Motion Energy Marios


Alright, so now that we took this whirlwind tour of visual motion perception applied to motion illusions. What did we learn?

1. Visual Motion can be thought of as orientation in space-time

Because motion is defined by changes in space over time, it will appear as oriented structure when looking at space-time slices of a movie.

2. Human motion perception works by integrating across little motion detectors that do not care about phase

We see the marios as “moving” because they are. They are made of little space-time oriented elements at the edges. Our visual system detects those little local motion elements elements and does not care about the polarity of the edge as it moves (which is why the flashing of the marios doesn’t disrupt the perception of constant motion).

3. We can make simple motion detectors that have the properties of human vision

The Adelson Bergen “Motion Energy Model” showed us a simple way to construct motion detectors that don’t care about the polarity of an edge.

4. The motion energy model “sees” motion in the marios just like we do

When we ran the motion energy model on the mario stimulus, those filters from the 1980s predict the same motion that we see. I’d say this a different way. The marios are constructed using these fundamental elements of motion. So, yea, they’re totally moving. They just aren’t going anywhere. And, yes, I know what people mean when they say “nothing is moving”.

5. Human vision relies on change

The motion energy filters we made were constructed using derivative filters. Derivatives are all about change. A large change in space is an edge. A large change in time is an appearance or disappearance. A change in both space and time is motion. Early vision mostly measures changes. That means your perception is going to be dependent on signals that are reflecting changes.

Finally, some interesting perspectives on Twitter…

Some other people have pointed out the strong effect of the edges for seeing object motion.

I think another way of saying this is that early vision works with derivatives, and high-level vision can only integrate those signals. So it kinda makes sense that high-level percepts would depend so much on edges.

Additionally, some people report being able to modulate whether they see the motion or not.

I’m not quite sure about the interpretation regarding “sense of self”, but I can also modulate how big the effect is. One trivial way to do this is to move my eyes to different locations. If I look well off the marios, there is no perceived motion. But that’s not what this Tweet was about.

If I try hard enough (and I’m not sure exactly what I’m doing), I can get the effect to go away. I have two ideas about this. The first is that maybe I’m doing something weird with my fixational eye movements or accommodation. The second option is that I’m playing with my attentional readout of the low-level sensory signals. There’s no getting around what’s in the video (there is motion energy), so to be able to modulate this has something to do with how it’s integrated.

Update: Does Flownet2 match our perception?

Flownet2 is the latest version of Deep Learning’s answer to optic flow. For our intents and purposes here optic flow just means visual motion. The paper describing the model is here and NVIDIA have kindly provided a pytorch implementation.

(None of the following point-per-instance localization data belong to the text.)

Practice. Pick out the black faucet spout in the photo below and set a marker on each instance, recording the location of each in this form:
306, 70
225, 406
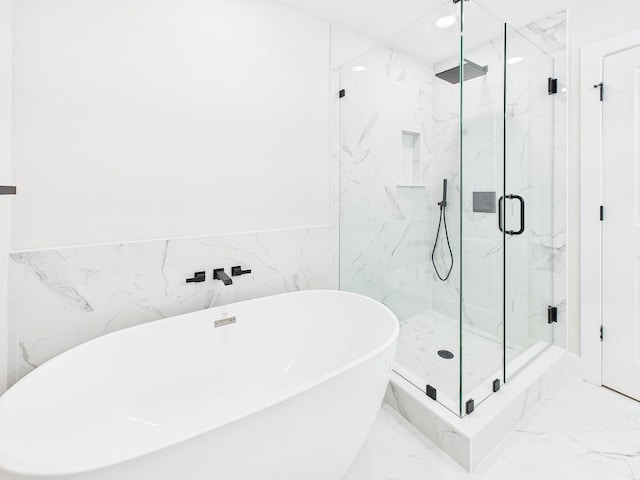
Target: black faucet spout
218, 274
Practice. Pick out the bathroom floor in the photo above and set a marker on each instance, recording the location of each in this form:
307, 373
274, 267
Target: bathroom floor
423, 335
578, 431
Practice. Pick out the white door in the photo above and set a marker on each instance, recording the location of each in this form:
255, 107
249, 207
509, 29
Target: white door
621, 225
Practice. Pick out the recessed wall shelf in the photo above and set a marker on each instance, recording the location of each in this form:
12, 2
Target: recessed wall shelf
410, 164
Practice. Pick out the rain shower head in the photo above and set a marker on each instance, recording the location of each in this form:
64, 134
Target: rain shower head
471, 70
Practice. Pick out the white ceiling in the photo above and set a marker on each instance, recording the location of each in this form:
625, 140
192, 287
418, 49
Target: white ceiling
380, 19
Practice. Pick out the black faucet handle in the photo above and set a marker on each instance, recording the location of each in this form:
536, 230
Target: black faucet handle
197, 277
237, 271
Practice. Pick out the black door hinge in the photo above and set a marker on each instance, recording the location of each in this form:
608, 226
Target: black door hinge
431, 392
470, 406
601, 87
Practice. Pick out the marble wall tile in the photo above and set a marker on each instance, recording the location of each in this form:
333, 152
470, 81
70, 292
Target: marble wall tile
382, 253
384, 226
61, 298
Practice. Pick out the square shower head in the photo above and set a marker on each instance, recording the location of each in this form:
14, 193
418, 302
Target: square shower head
471, 70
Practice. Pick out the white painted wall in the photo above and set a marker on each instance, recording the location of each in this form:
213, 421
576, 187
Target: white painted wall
5, 176
590, 21
142, 119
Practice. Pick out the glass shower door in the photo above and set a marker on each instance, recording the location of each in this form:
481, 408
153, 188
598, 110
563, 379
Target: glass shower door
527, 205
482, 184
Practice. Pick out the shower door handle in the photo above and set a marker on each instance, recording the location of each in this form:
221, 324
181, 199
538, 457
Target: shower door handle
500, 215
500, 203
521, 200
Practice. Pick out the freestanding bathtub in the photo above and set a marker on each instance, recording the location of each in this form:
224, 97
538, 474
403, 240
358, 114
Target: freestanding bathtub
287, 392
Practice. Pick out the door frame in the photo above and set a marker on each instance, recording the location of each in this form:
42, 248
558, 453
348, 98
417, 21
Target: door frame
591, 73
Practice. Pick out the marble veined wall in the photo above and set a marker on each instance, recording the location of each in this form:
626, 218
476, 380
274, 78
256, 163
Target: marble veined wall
60, 298
385, 188
388, 231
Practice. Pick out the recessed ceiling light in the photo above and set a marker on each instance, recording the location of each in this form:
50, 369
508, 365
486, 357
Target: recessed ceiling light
445, 22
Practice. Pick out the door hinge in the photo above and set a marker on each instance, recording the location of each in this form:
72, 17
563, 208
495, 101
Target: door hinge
601, 87
432, 393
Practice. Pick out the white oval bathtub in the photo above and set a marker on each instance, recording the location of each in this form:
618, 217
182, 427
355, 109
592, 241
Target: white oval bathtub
288, 391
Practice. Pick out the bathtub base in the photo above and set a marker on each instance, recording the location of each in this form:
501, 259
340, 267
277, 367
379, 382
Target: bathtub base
469, 440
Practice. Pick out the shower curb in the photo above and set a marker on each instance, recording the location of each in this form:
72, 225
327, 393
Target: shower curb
471, 439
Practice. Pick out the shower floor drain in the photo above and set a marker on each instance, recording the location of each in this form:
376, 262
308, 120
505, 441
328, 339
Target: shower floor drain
445, 354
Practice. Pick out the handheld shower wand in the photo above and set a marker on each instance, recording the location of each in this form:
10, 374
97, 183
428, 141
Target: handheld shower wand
442, 221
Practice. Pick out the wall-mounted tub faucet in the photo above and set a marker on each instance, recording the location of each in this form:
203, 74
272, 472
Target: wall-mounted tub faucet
197, 277
237, 271
218, 274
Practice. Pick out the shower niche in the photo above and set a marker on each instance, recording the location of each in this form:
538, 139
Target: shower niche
469, 96
410, 160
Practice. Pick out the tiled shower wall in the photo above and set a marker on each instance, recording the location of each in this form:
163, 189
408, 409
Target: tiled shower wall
388, 230
63, 297
384, 225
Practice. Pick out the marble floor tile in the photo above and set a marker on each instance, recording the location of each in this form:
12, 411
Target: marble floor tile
421, 336
578, 431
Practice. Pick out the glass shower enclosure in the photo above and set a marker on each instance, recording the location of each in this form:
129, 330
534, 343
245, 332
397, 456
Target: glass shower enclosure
446, 149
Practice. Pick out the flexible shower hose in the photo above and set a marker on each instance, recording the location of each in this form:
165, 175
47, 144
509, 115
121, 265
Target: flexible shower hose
442, 221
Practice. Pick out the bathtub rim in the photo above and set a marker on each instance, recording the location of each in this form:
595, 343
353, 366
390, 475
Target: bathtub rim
16, 467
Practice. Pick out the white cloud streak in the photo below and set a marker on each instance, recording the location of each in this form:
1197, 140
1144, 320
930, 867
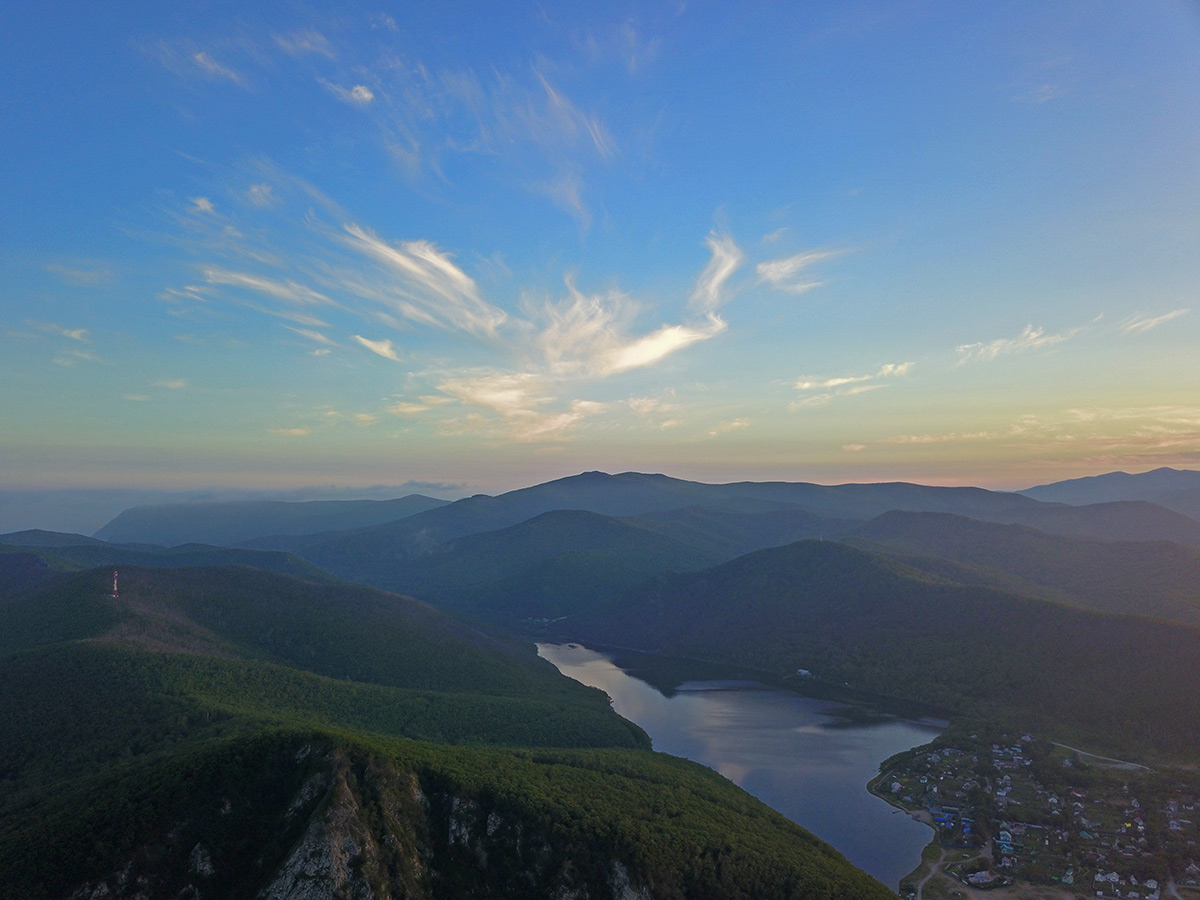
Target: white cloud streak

I haven’t had much time to play with the full model, and I’m currently limited to frame width that cropped my original video, but it’s already producing interesting and VERY different output than Adelson Bergen.

Here’s a video visualizing the optic flow produced by FlowNet2 in the mario illusion and comparing that to Adelson Bergen:

First off, flownet looks beautiful, but it totally fails to capture the illusion. I haven’t had a chance to try other versions of the model, but this is not a win for modern machine learning. Adelson Bergen, on the other hand, captures the perceptual effect well. I think I’ll do a deep dive into flownet in the future and see whether there is evidence for phase invariance, or why it is so blobby and full of flicker. Anyway, for now, it’s nice to see that such a simple model from the 1980s performs so well on this “task”. Makes you wonder whether building in some of these principled constraints would make flownet match human perception more closely.